The internet has turned our lives upside down and has become a global means of communication. As the world is rapidly advancing, many new and challenging calls for humankind are associated. One of those challenges is analyzing the sentiments, i.e. opinions or feelings of the person or any user such as customers, while choosing and buying any product. For cases and situations like this, analysis of sentiments or opinion mining plays a significant role. Sentiment Analysis is vital because the customers can get an overview and understanding of reviews of the customers who have already purchased that particular product.
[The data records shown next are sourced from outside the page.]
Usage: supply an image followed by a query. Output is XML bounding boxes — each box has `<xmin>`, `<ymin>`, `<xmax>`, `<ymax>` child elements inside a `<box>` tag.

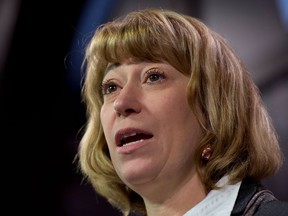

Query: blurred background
<box><xmin>0</xmin><ymin>0</ymin><xmax>288</xmax><ymax>216</ymax></box>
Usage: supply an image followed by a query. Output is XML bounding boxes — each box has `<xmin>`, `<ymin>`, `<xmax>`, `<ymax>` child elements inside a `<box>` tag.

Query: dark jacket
<box><xmin>231</xmin><ymin>179</ymin><xmax>288</xmax><ymax>216</ymax></box>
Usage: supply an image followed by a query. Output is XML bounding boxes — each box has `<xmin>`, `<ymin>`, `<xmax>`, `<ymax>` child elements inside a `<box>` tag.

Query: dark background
<box><xmin>0</xmin><ymin>0</ymin><xmax>288</xmax><ymax>216</ymax></box>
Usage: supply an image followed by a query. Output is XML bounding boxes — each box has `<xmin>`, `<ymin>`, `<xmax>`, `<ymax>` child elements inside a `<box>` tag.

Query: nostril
<box><xmin>125</xmin><ymin>108</ymin><xmax>135</xmax><ymax>114</ymax></box>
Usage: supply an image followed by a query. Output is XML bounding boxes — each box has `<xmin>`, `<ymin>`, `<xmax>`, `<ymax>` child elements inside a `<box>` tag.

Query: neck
<box><xmin>143</xmin><ymin>175</ymin><xmax>206</xmax><ymax>216</ymax></box>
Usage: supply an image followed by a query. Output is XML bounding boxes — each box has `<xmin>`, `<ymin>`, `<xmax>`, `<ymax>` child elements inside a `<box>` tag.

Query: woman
<box><xmin>79</xmin><ymin>9</ymin><xmax>287</xmax><ymax>216</ymax></box>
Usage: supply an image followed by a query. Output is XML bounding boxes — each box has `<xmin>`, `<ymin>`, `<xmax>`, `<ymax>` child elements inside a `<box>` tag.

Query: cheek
<box><xmin>100</xmin><ymin>105</ymin><xmax>113</xmax><ymax>143</ymax></box>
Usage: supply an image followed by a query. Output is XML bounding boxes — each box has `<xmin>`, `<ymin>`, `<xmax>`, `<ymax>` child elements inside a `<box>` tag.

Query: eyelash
<box><xmin>145</xmin><ymin>68</ymin><xmax>165</xmax><ymax>84</ymax></box>
<box><xmin>100</xmin><ymin>68</ymin><xmax>165</xmax><ymax>95</ymax></box>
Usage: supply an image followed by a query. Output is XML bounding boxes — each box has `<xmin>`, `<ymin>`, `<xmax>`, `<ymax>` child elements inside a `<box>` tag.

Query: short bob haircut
<box><xmin>78</xmin><ymin>8</ymin><xmax>282</xmax><ymax>215</ymax></box>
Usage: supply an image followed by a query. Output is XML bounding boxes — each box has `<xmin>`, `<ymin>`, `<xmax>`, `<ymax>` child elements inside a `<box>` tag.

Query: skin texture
<box><xmin>101</xmin><ymin>61</ymin><xmax>205</xmax><ymax>215</ymax></box>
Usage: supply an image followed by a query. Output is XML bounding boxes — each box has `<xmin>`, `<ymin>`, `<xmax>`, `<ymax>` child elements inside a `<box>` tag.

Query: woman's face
<box><xmin>101</xmin><ymin>62</ymin><xmax>202</xmax><ymax>192</ymax></box>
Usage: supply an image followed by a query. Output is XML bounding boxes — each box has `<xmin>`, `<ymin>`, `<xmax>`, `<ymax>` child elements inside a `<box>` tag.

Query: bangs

Also, it helps them make decisions about their purchase and hence proceed forward accordingly. In comparison to the existing work, the proposed work considers all the sentiments throughout any conversation or review, whether they are good or bad, and hence classifies them further as positive and negative with their extent i.e. percentages of positivity and negativity in the statement. It also finds out the label of the review or any other conversation so that the users can get an idea about the domain of the conversation. Even though related research work has already been done, there is still a need to improve the accuracy and understandability of sentiment analysis. This work is mainly done by using the zero-shot learning technique. After classifying the reviews and predicting labels, the spaCy model is used with it to get essential keywords and phrases for the conversation. In the proposed work, this is done by discarding greetings with a score greater than 80%.
基于零射击机器学习技术的情感分析系统
互联网颠覆了我们的生活,并成为一种全球性的交流方式。随着世界的快速发展,人类面临着许多新的和具有挑战性的要求。其中一个挑战是在选择和购买任何产品时分析情绪,即个人或任何用户(如客户)的意见或感受。在这种情况下,情绪分析或意见挖掘起着重要的作用。情感分析是至关重要的,因为客户可以得到一个概述,并了解已经购买了特定产品的客户的评论。此外,它还可以帮助他们做出购买决定,从而相应地继续前进。与现有的工作相比,拟议的工作考虑了任何谈话或评论中的所有情绪,无论它们是好是坏,并因此将它们进一步分类为积极和消极的程度,即在声明中积极和消极的百分比。它还找出评论或任何其他对话的标签,以便用户可以了解对话的领域。尽管相关的研究工作已经完成,但情感分析的准确性和可理解性还有待提高。这项工作主要是利用零射击学习技术来完成的。在对评论进行分类并预测标签之后,使用spaCy模型获得对话的关键字和短语。在提议的工作中,这是通过丢弃得分大于80%的问候来完成的。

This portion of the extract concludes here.